Inquadrando la crisi climatica non come una «catastrofe naturale» o qualcosa che sta accadendo in un lontano «altrove», ma piuttosto come uno sconvolgimento antropico, legato a un’epoca storica specifica (definita da alcuni «Antropocene» e da altri «Capitalocene»), l’esposizione vuole dimostrare che per rappresentare meglio il fenomeno sia necessario riconoscere come i mezzi di rappresentazione a noi più familiari siano enormemente implicati nelle dinamiche che sottendono all’economia capitalista, la quale si fonda sull’estrazione e il trattamento delle risorse naturali.
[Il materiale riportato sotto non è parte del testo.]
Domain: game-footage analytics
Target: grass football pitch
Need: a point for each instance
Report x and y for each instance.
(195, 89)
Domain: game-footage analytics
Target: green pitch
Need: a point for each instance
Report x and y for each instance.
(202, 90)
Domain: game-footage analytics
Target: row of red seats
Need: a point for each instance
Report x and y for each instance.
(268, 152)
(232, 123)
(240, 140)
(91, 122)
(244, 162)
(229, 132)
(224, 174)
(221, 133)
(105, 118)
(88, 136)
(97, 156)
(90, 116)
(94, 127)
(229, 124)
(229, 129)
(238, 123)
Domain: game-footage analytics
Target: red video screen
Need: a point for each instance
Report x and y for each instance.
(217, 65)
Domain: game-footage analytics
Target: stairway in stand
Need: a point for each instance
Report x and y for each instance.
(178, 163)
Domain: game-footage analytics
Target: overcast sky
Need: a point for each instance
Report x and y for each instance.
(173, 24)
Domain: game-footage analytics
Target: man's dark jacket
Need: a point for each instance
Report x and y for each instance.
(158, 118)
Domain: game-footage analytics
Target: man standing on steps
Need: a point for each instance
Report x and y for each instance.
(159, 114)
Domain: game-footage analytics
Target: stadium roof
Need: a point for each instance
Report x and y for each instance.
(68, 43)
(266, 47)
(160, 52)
Lo studio dei materiali alla base del processo fotografico (dal rame, l’argento, il sale e l’oro agli albori della fotografia, fino alle terre rare e metalli come il coltan, il cobalto e l’europio nell’odierna era digitale) fornisce la conferma che lo sviluppo del mezzo è sempre dipeso dal commercio globale di materie prime e dallo sfruttamento umano e ambientale.

La rapida proliferazione che il mezzo fotografico ebbe tra gli anni ’40 e ’50 del XIX secolo sarebbe stata inconcepibile senza i combustibili fossili, l’espansione coloniale e lo sfruttamento dei minerali. Oggi, dopo quasi due secoli, la gestione dei dati in cloud (sebbene pubblicizzata come la creazione di una «nuvola» effimera e virtuale) è altrettanto inquinante: i sistemi di archiviazione producono infatti emissioni di carbonio in continua crescita, che causano danni ambientali e pongono rischi crescenti per la salute.
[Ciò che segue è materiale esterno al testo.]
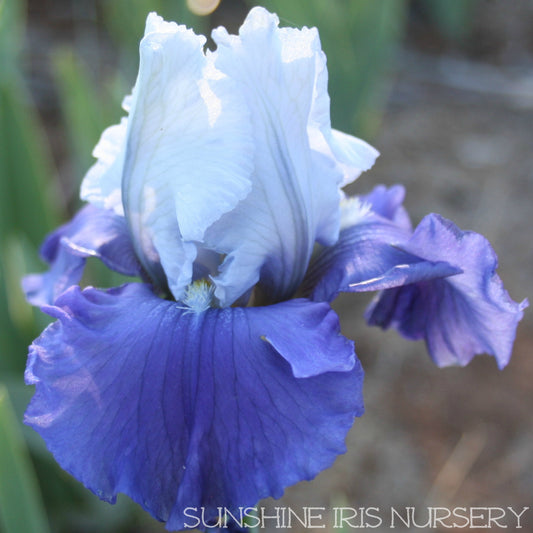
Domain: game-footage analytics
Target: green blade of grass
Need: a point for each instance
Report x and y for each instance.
(21, 508)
Questi sono solo alcuni dei temi trattati dalla mostra (e dal catalogo omonimo pubblicato da Spector Books) che, attraverso una presa di posizione coraggiosa, denuncia apertamente l’impronta ecologica della fotografia, invitandoci a riconsiderare il modo in cui ci relazioniamo ad essa nel contesto di una realtà sempre più fragile.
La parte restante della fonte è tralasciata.